Che bello raggiungere Castellammare di Stabia da Sorrento in pochi minuti, senza l’abituale traffico feriale … il traffico lo trovo però, e tanto, all’interno del Diving “Amici degli Abissi”, dove già dalle 8:00 di mattina, c’è un viavai di gente che dovrà fare immersione. Michele infatti è all’opera con la preparazione della stazione decompressiva per l’immersione tecnica che verrà effettuata a Punta Carena di Capri, mentre Raffaele, Angelo & Co, sono impegnati nel distribuire sulle altre due barche i subacquei diretti al Banco di santa Croce. In tutto questo “movimento” è compreso anche l’andirivieni di noi fotografi, impegnati nella seconda giornata del Workshop Fotografico. Dopo il rituale caffè preso al Bar Bonito, effettuiamo il nostro briefing tecnico per riuscire a migliorare gli scatti di ieri, attendendo anche la dipartita degli altri sub presenti. Salutiamo Michele con i suoi amici profondisti, carichi fino all’inverosimile di bombole e alle ore 10:30 saliamo a bordo del gozzo per raggiungere la secca. Al nostro arrivo osserviamo il consueto affollamento domenicale … due barche degli Amici degli Abissi, due gommoni del Bikini Diving, con a bordo Eleonora De Sabata e gli amici Antonio e Fernando, una barca del Centro Sub Torre del Greco, la Ligeia proveniente da Sorrento con Antonio, Nunzio & Nunzia, Fabio e l’ingegnere! Avevo portato con me la Isotta D800 ma, l’impossibilità di avere Raffele come guida causa affollamento, mi costringe a provvedere personalmente ai miei allievi. Imbraccio quindi la mia “performantissima” Nikon Coolpix S3000 e mi tuffo attendendo i ragazzi.

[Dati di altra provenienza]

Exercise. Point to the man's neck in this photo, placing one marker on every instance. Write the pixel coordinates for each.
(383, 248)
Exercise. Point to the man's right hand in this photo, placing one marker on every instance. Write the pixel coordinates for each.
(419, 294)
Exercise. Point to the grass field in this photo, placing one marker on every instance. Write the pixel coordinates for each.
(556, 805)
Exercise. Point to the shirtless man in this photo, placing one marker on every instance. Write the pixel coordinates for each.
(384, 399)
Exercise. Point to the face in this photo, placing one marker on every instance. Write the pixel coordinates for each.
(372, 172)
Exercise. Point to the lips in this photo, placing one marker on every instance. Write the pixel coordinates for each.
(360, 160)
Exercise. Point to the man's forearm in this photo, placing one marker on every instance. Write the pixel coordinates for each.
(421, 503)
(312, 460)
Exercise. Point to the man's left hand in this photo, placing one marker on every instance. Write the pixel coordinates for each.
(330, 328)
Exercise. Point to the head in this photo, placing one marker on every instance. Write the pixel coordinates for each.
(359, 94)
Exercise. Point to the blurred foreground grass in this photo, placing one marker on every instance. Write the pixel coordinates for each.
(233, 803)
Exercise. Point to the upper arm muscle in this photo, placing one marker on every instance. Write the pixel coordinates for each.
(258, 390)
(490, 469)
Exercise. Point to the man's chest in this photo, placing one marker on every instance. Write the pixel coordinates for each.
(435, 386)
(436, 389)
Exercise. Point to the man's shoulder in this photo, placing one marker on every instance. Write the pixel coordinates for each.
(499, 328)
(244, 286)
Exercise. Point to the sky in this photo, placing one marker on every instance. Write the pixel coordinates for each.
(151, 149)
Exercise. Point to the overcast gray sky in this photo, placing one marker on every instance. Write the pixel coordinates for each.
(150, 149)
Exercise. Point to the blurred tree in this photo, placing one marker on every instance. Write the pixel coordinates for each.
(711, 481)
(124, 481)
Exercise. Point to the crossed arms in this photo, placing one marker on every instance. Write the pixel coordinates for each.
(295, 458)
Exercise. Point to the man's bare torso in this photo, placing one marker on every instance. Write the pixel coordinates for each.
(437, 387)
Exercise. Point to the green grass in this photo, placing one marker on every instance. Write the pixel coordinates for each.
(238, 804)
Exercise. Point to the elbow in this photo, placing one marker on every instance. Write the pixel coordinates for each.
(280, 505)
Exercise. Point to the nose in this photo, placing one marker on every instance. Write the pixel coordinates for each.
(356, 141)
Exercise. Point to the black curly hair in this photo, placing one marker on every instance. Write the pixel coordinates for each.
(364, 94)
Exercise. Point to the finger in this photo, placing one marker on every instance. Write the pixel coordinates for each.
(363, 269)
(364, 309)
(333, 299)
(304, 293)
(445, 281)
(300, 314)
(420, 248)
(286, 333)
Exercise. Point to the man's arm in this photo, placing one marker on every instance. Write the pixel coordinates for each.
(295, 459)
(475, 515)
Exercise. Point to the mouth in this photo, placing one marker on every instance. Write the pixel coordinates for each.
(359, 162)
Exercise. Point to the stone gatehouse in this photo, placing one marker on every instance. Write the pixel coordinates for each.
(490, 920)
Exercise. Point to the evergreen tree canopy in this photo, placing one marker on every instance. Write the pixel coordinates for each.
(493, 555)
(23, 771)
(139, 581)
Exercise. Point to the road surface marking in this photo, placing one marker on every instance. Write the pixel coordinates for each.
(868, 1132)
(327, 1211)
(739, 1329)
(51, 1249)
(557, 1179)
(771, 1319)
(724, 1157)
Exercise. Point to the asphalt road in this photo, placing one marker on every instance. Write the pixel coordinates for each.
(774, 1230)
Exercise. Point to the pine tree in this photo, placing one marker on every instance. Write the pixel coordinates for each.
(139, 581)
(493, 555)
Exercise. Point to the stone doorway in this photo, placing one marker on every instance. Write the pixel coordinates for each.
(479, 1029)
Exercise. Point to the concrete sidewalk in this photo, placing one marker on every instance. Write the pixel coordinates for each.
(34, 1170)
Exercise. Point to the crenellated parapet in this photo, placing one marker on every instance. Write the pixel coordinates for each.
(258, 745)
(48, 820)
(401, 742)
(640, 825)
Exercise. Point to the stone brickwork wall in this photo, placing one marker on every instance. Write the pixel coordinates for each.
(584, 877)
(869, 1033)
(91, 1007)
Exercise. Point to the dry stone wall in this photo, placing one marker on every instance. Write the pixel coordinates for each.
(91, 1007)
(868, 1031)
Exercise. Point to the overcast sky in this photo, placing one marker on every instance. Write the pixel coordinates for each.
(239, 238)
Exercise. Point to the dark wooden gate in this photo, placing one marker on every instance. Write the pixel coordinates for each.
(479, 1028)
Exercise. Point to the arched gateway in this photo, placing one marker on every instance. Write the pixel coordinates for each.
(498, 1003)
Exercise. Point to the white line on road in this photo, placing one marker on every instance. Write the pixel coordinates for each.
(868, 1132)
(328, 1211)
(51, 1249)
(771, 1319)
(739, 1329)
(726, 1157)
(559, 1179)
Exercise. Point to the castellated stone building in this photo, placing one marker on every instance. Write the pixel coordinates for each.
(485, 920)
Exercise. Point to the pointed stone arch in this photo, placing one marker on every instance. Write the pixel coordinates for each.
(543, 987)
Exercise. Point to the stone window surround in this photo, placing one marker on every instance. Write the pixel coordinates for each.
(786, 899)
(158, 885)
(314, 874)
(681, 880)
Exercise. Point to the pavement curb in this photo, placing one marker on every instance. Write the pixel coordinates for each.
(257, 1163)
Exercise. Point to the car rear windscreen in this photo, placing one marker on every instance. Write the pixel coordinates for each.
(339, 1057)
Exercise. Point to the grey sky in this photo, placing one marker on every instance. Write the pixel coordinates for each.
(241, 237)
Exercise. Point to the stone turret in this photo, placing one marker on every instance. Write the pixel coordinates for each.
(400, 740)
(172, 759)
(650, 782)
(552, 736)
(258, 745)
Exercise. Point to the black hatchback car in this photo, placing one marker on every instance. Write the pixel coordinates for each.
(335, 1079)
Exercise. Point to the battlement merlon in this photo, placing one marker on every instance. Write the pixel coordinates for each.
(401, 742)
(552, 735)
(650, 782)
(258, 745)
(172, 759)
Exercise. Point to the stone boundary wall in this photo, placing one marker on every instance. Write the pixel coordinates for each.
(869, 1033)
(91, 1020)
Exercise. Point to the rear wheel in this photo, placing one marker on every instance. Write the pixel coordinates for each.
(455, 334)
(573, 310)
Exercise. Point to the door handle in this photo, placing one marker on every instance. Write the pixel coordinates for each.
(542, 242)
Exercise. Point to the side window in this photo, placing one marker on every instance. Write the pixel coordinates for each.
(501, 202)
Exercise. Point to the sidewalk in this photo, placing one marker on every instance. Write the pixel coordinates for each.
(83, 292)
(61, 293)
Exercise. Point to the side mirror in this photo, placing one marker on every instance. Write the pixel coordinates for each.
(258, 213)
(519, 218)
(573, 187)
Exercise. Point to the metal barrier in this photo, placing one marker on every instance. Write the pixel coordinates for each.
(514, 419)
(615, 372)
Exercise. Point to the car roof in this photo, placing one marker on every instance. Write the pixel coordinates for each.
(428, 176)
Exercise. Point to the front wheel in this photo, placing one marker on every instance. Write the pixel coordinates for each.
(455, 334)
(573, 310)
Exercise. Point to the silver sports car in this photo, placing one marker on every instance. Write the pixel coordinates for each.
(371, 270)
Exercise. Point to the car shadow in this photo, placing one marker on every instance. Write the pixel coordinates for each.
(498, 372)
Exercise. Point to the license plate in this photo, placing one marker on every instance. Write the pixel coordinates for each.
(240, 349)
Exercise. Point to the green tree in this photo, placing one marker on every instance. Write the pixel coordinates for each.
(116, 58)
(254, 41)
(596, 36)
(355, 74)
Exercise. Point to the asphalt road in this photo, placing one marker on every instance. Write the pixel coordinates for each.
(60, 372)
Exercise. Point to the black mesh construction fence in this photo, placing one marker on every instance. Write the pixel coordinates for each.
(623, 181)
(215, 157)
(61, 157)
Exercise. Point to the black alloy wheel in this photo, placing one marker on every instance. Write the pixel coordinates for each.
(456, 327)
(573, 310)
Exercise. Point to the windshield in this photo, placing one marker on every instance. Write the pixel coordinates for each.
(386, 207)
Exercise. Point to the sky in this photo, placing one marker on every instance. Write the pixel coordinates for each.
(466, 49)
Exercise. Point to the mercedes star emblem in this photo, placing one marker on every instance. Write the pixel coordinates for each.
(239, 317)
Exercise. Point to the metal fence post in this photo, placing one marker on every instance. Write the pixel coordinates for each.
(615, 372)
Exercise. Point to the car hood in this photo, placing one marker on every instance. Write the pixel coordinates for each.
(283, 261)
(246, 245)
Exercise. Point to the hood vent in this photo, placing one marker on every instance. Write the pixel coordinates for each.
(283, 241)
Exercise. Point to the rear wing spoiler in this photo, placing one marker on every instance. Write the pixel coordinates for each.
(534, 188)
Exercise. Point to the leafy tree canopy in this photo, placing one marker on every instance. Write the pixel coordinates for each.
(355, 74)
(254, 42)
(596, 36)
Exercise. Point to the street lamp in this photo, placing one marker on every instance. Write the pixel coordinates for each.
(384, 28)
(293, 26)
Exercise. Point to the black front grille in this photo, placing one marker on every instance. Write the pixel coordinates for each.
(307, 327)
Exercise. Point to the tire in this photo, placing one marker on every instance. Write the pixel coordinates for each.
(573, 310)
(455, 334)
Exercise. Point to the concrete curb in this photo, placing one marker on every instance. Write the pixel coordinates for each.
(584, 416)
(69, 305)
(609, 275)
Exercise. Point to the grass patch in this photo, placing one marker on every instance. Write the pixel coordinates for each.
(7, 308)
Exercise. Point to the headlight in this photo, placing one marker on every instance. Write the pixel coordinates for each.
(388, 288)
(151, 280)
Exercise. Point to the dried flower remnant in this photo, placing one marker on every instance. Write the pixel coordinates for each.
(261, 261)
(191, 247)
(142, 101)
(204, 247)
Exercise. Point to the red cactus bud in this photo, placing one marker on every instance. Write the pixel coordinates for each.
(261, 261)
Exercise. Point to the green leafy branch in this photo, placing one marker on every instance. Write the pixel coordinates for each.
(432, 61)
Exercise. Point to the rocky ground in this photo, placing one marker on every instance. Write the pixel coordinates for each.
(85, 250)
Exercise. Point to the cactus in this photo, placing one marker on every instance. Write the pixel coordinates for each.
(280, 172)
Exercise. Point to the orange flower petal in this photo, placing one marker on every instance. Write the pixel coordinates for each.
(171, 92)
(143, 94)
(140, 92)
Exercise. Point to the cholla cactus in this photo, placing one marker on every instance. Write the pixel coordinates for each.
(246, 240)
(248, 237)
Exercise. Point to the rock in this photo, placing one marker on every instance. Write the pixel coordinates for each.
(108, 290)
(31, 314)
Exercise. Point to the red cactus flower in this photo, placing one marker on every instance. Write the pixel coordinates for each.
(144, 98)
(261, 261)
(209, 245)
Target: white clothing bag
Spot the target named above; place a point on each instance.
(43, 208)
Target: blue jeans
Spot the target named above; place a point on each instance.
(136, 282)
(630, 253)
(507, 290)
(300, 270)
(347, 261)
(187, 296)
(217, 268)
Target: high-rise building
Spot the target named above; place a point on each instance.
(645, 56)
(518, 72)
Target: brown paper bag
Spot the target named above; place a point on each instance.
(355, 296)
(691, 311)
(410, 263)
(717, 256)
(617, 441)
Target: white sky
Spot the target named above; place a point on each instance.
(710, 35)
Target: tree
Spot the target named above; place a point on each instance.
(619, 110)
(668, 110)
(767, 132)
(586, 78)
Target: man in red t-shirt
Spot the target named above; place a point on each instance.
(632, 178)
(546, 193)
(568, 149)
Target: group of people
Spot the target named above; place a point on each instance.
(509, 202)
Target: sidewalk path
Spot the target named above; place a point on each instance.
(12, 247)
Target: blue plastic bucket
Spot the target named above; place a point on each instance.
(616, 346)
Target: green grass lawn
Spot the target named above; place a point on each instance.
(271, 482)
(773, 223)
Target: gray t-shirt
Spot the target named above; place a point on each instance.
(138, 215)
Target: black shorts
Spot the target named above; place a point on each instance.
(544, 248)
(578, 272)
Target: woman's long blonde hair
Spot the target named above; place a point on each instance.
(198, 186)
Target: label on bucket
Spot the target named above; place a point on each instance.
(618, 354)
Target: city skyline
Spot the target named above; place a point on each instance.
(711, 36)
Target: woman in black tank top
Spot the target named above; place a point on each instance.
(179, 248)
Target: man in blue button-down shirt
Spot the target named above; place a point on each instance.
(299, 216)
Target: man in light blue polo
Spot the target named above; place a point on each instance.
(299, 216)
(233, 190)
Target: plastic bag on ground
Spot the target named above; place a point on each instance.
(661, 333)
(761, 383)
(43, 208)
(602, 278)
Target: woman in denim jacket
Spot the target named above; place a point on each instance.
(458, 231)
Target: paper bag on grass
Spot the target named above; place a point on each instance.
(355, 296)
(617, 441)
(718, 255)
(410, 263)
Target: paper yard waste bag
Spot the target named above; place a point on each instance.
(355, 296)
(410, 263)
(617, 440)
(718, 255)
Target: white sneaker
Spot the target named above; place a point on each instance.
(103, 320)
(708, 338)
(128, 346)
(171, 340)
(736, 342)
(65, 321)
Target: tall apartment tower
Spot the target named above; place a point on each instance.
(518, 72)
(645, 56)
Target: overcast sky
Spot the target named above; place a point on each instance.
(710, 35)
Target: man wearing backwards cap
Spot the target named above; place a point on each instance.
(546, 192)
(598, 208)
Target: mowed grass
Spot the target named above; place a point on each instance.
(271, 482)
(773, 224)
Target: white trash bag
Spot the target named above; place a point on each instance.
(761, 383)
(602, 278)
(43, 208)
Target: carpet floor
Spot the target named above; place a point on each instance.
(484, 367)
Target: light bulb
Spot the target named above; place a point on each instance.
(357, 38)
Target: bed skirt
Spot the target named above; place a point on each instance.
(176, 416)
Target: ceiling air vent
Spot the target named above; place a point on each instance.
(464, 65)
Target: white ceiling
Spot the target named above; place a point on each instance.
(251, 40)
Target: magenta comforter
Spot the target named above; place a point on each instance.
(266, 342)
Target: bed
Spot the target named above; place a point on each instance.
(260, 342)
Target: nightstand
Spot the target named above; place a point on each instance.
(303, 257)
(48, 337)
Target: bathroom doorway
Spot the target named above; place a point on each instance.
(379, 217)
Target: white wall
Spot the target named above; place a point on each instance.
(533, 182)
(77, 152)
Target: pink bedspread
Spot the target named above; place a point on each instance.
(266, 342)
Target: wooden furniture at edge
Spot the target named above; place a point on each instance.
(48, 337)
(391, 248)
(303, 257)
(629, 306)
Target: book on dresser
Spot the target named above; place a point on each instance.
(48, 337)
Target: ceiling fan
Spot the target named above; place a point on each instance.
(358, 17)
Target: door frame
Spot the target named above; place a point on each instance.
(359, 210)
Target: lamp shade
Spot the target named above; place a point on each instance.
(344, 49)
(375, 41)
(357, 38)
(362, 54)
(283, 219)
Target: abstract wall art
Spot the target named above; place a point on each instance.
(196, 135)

L’acqua è terribile, di un verde bottiglia, ma il Banco di Santa Croce sa regalare sempre emozioni anche con scarsa visibilità. Ci dirigiamo subito verso i -25 metri dove fotografano le gorgonie rosse, poi dopo una decina di minuti, li invito a stazionare a profondità più ridotta per poter effettuare con calma ed in massima sicurezza gli esercizi e le prove che abbiamo convenuto nel briefing. Mi trattengo quindi con loro per oltre 60 minuti, quando a malincuore, devo dichiarare chiusa l’immersione, mentre le salpe ed i saraghi brucano indisturbati lo scoglio vicino alle margerite di mare; proprio una bella situazione … un vero peccato l’aver lasciato al diving l’Isotta D800 con il 10.5 mm!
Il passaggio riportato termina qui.